Dynamic Worker Scaling — Optimization¶
Each entry shows a real performance or behavior problem, the before snippet, the after snippet, and the realistic gain. Measure in your own code.
Optimization 1 — Replace per-tick time.After with time.NewTicker¶
Problem. time.After(d) in a loop allocates a new timer on every iteration. For an autoscaler ticking every 500 ms over months, this creates GC pressure.
Before:
for {
select {
case <-ctx.Done(): return
case <-time.After(500 * time.Millisecond):
// autoscale logic
}
}
Every iteration allocates a Timer struct (~120 bytes). Over years, millions of allocations.
After:
t := time.NewTicker(500 * time.Millisecond)
defer t.Stop()
for {
select {
case <-ctx.Done(): return
case <-t.C:
// autoscale logic
}
}
Gain. Allocation per tick: ~120 bytes → 0. For a long-running service, removes a steady source of GC work.

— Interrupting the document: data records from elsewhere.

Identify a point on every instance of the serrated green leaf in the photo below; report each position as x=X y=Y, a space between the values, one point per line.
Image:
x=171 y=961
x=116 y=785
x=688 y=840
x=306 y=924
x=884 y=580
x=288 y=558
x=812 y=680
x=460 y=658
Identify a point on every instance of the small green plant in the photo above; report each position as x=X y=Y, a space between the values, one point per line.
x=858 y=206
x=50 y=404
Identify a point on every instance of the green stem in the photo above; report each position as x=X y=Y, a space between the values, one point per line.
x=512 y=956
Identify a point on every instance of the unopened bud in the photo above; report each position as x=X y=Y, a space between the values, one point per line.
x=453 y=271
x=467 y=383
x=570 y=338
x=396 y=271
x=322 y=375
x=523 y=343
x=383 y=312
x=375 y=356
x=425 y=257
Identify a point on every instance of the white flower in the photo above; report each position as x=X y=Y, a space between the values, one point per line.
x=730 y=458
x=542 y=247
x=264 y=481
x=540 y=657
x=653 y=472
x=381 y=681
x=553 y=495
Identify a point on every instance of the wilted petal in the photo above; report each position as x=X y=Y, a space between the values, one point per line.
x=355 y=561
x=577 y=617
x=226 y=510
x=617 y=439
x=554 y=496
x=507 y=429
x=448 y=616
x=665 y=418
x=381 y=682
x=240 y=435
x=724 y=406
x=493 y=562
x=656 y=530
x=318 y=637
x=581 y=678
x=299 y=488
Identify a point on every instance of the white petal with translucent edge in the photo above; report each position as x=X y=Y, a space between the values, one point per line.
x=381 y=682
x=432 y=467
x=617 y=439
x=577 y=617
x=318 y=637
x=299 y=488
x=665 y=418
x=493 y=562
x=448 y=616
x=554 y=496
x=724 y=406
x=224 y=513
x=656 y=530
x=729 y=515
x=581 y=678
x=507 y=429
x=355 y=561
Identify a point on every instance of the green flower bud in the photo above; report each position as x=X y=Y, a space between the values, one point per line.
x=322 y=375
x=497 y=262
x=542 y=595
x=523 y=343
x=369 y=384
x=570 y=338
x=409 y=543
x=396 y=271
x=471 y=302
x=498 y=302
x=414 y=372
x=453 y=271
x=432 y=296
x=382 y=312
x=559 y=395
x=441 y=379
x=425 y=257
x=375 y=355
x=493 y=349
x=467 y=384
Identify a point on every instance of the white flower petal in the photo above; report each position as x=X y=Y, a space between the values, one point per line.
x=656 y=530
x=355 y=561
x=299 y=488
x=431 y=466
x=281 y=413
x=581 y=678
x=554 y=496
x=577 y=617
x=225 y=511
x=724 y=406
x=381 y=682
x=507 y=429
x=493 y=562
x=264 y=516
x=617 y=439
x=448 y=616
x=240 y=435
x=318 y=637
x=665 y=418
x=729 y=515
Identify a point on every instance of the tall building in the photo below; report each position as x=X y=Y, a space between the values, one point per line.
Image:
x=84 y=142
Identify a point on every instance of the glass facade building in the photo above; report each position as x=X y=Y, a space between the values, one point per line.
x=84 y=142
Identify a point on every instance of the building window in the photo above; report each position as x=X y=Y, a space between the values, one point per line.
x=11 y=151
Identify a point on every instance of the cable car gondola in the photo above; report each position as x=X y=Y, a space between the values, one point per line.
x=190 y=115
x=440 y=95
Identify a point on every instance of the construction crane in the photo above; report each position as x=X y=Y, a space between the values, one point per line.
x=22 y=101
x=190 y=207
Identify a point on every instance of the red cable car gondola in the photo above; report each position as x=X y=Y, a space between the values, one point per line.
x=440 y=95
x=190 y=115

Optimization 2 — Cache runtime.NumCPU()¶
Problem. runtime.NumCPU() is not free; it does a syscall (or reads from cache, depending on OS). Calling it in a hot loop is wasteful.
Before:
func (p *Pool) workerLoop() {
for task := range p.jobs {
// ...
// somewhere in the code:
if runtime.NumCPU() > someBound { ... }
}
}
After:
var numCPU = runtime.NumCPU()
func (p *Pool) workerLoop() {
for task := range p.jobs {
// ...
if numCPU > someBound { ... }
}
}
Gain. Save microseconds per call; eliminate the syscall. For autoscaler ticks reading CPU count, this matters.
Optimization 3 — Replace sort-based p99 with histogram¶
Problem. Sort-based p99 from a 1000-sample ring buffer is O(n log n). At every autoscaler tick (500 ms), this is wasted CPU.
Before:
func (w *WaitTracker) P99() time.Duration {
w.mu.Lock()
cp := make([]time.Duration, len(w.samples))
copy(cp, w.samples)
w.mu.Unlock()
sort.Slice(cp, func(i, j int) bool { return cp[i] < cp[j] })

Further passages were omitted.